La convention pour le développement et la structuration de l’enseignement contribuant à la transmission de l’occitan dans les académies de l’Occitanie stipule, « Partie intégrante du patrimoine de la France, la langue Occitane constitue un bien commun qu’il convient de sauvegarder, promouvoir et transmettre dans un esprit de valorisation de la pluralités linguistique et culturelles, de continuité intergénérationnelle et d’exercice de la citoyenneté » elle se donne de plus comme objectif de « permettre la formation d’in plus grand nombre de jeunes locuteurs…. De valoriser la langue et la culture Occitane dans la formation des élèves tout au long de la scolarité en organisant la continuité des parcours ». L’article 75-1 de la constitution précise que « les langues régionales appartiennent au patrimoine de la France ».
Le Président de la République déclarait le 21 juin 2018 à Quimper « Les langues régionales jouent leur rôle dans l’enracinement qui fait la force des régions. Nous allons pérenniser leur enseignement ».
Le Conseil Municipal, après en avoir délibéré, à l’unanimité, décide de solliciter Monsieur le Ministre de l’Education Nationale pour réintroduire, dans la réforme des lycées, le fléchage des moyens spécifiques à l’enseignement de l’Occitan dans les académies d’Occitanie.
ADMISSION EN NON VALEUR – IMPAYÉS CANTINE 2017
Monsieur le Maire informe les membres de l’Assemblée que Madame la Trésorière se trouve dans l’impossibilité de recouvrer le titre de recettes relatif au paiement de la cantine scolaire d’un montant de 20.65 € (Motif : Reste à Recouvrer inférieur au seuil de poursuite).ANNEE REFERENCE PIECE MONTANT RESTANT A RECOUVRER
2017 T-125 20.65 €
20.65 €
Conformément à la nomenclature M14, Madame la Trésorière a sollicité Monsieur le Maire afin que les membres du Conseil Municipal délibèrent sur l’admission en non-valeur du titre détaillé ci-dessus.
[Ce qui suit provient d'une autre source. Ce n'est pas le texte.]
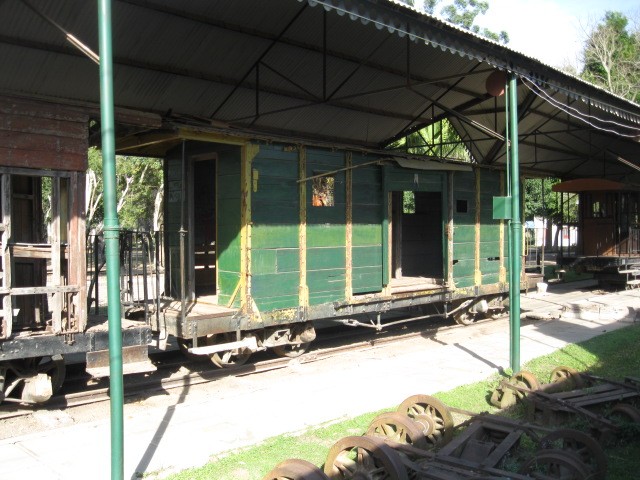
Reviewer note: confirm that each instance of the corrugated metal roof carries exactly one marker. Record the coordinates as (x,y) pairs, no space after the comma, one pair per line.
(354,72)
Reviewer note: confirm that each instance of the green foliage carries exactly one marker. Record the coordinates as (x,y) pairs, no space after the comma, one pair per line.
(138,180)
(438,140)
(551,208)
(464,13)
(612,56)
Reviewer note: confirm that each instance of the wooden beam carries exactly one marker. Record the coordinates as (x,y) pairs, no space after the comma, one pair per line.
(349,227)
(7,319)
(303,289)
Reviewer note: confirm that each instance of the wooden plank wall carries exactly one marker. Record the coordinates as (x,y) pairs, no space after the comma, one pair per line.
(367,220)
(464,229)
(490,260)
(42,135)
(326,231)
(228,223)
(476,235)
(274,236)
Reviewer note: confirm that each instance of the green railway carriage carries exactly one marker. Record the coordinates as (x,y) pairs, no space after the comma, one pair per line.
(277,236)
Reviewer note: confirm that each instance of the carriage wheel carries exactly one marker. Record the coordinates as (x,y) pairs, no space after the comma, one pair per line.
(464,317)
(524,379)
(399,428)
(556,464)
(55,368)
(627,411)
(227,358)
(291,350)
(432,415)
(584,446)
(184,344)
(364,458)
(503,397)
(295,470)
(567,376)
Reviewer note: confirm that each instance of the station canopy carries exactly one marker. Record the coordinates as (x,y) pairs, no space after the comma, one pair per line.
(340,73)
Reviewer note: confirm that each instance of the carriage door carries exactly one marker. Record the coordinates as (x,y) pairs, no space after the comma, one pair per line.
(204,224)
(417,235)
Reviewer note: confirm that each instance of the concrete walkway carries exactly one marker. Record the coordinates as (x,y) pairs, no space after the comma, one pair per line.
(184,428)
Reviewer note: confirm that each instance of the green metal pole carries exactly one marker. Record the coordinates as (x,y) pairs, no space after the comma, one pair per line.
(111,237)
(516,228)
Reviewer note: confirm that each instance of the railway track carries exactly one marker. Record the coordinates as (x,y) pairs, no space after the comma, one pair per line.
(176,371)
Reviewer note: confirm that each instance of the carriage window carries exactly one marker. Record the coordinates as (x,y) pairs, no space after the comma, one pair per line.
(323,191)
(408,202)
(596,210)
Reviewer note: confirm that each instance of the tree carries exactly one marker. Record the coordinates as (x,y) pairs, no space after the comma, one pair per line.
(612,56)
(439,140)
(464,13)
(541,201)
(139,189)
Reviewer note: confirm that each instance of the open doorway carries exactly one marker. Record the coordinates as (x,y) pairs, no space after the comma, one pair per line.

Après en avoir délibéré, le Conseil Municipal, à l’unanimité :
- accepte d’admettre en non-valeur du titre d’un montant de 20.65 € du Budget communal, cette dépense sera mandatée au compte 6541 (admission en non-valeur).
- autorise Monsieur Maire à signer tous les documents relatifs à ce dossier.
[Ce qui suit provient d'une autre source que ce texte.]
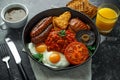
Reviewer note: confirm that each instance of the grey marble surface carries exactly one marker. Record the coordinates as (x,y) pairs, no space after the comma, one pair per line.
(105,64)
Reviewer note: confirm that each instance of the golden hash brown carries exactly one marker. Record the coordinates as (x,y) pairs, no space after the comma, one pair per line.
(83,6)
(62,21)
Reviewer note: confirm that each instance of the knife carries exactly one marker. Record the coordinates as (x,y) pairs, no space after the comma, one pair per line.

FONDS DE CONCOURS POUR LES TRAVAUX POOL ROUTIER 2019-2020-2021
Monsieur le Maire rappelle à l’assemblée que des fonds de concours avaient été institués pour le financement des travaux de voirie des pools 2007-2008, 2009-2010, 2011-2012 et 2013-2015, 2016-2018.
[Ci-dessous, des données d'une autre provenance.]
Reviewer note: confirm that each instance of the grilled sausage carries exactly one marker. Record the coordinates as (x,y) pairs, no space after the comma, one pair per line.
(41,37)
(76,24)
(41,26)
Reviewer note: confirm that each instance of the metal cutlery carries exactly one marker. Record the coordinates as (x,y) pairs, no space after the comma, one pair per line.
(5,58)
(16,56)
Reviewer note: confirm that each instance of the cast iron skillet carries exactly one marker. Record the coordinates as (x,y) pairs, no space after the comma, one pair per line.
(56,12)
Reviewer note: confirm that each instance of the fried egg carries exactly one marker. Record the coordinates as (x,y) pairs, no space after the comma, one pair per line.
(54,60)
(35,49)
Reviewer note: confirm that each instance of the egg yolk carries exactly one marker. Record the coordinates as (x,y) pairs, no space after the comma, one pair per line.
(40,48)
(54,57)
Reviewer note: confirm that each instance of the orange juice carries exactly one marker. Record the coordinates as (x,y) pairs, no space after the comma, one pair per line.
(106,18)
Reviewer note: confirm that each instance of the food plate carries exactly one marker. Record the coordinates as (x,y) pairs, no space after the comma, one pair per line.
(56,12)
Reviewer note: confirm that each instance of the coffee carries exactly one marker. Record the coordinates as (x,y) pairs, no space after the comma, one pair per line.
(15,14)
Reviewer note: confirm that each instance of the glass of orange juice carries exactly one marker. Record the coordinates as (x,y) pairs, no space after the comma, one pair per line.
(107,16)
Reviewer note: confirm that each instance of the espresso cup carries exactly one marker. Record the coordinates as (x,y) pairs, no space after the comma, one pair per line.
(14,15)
Afin de mettre en place ces fonds de concours, il est nécessaire de passer une convention entre la commune et la Communauté de Communes Les Hauts Tolosans. Cette convention est souscrite pour la durée du pool routier 2019/2021, à savoir de 3 ans, et prendra effet à la date de sa notification. Le versement du fonds de concours de l’année s’effectuera en une seule fois, au 15 novembre.
Après en avoir délibéré, le Conseil Municipal, à l’unanimité, autorise Monsieur le Maire à signer cette convention pour la mise en œuvre d’un fonds de concours finançant le pool routier 2019/2021 dont la participation communale s’élève à 2 052.40 €.